There are some things about the AI voice which do not seem completely authentic for my voice. One example is the Australian English /i:/ vowel (my real one has more of an “onglide”), but still I feel it sounds similar to recordings I have heard of myself.

To compare how AI and real Debbie say speech, you can listen to the two versions of the phrase but it is so interesting generating speech – the vowels are definitely not the same! In this file, AI Debbie speaks first.

You could probably also hear some differences in pitch (or “melody”) as well as stress (“emphasis”).

Thinking more about pitch and focusing now on the phrase Hi, this is Debbie doing a test for the Research Hub for Language in Forensic Evicence, we can hear that real Debbie had a low pitch on the greeting hi, while AI Debbie used a high pitch. Real Debbie also used a high-rising tune on evidence, while AI Debbie had a falling pitch.
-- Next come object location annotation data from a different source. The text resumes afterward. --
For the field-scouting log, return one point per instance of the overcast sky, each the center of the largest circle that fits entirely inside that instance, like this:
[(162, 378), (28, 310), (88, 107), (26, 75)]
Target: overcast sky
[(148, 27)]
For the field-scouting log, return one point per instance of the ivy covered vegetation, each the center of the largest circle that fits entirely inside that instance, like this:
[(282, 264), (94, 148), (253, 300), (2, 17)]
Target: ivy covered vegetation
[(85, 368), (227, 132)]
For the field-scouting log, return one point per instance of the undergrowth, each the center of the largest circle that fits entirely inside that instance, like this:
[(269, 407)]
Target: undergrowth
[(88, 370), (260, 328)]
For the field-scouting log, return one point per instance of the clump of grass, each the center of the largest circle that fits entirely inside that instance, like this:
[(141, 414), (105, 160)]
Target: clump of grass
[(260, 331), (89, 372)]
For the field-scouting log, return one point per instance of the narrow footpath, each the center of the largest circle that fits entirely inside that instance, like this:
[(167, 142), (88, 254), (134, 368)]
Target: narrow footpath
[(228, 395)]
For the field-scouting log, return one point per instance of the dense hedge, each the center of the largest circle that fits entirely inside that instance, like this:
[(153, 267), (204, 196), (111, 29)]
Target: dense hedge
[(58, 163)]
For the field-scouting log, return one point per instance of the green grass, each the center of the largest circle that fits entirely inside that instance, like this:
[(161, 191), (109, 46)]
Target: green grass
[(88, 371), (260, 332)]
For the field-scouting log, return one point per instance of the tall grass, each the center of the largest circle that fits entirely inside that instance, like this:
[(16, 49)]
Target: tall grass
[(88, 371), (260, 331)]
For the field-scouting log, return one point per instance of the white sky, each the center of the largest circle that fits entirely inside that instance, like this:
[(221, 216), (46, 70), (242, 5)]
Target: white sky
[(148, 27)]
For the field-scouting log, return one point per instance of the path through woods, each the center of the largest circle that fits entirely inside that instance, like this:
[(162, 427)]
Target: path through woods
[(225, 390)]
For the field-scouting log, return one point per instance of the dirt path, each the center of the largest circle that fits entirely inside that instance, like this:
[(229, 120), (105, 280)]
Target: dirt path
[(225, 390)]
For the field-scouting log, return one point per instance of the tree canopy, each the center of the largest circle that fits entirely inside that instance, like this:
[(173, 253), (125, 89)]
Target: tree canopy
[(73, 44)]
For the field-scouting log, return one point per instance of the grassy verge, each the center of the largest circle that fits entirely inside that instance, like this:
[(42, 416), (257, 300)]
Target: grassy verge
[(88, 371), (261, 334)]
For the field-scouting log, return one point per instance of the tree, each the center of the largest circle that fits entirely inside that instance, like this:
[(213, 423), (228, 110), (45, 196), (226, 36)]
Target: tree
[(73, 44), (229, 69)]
You can hear this in the following file (real Debbie is first):

Across these two utterances, the pitch is doing completely opposite things going from low to high for real Debbie, and high to low for AI Debbie! I presume the system is modelled to start utterances with a high pitch which falls towards the end when it is a statement. It is completely typical for Australian English to have high-rising tunes for both statements and questions (read this abstract for further information).

Thinking about some forensic implications

The forensic implications for being able to generate voices are obvious. If you would like to think about this a little more, you can read this article in the Guardian where attention has been drawn to issues of security surrounding AI generated voices. This article focuses on Australian organisations that use voice technology as part of the process of verifying people’s identity.

Finally, if you found this post about generating speech interesting, don’t forget to have a look at other Hub work on AI, such as our blog posts about automatic speech recognition by Will Somers, and a presentation by Lauren Harrington, Debbie Loakes and Helen Fraser, as well as the issues surrounding enhancing forensic audio in a presentation by Helen Fraser.

References

Fletcher, J. and J. Harrington (2001) High-Rising Terminals and Fall-Rise Tunes in Australian English Phonetica 58 (4) 215-229.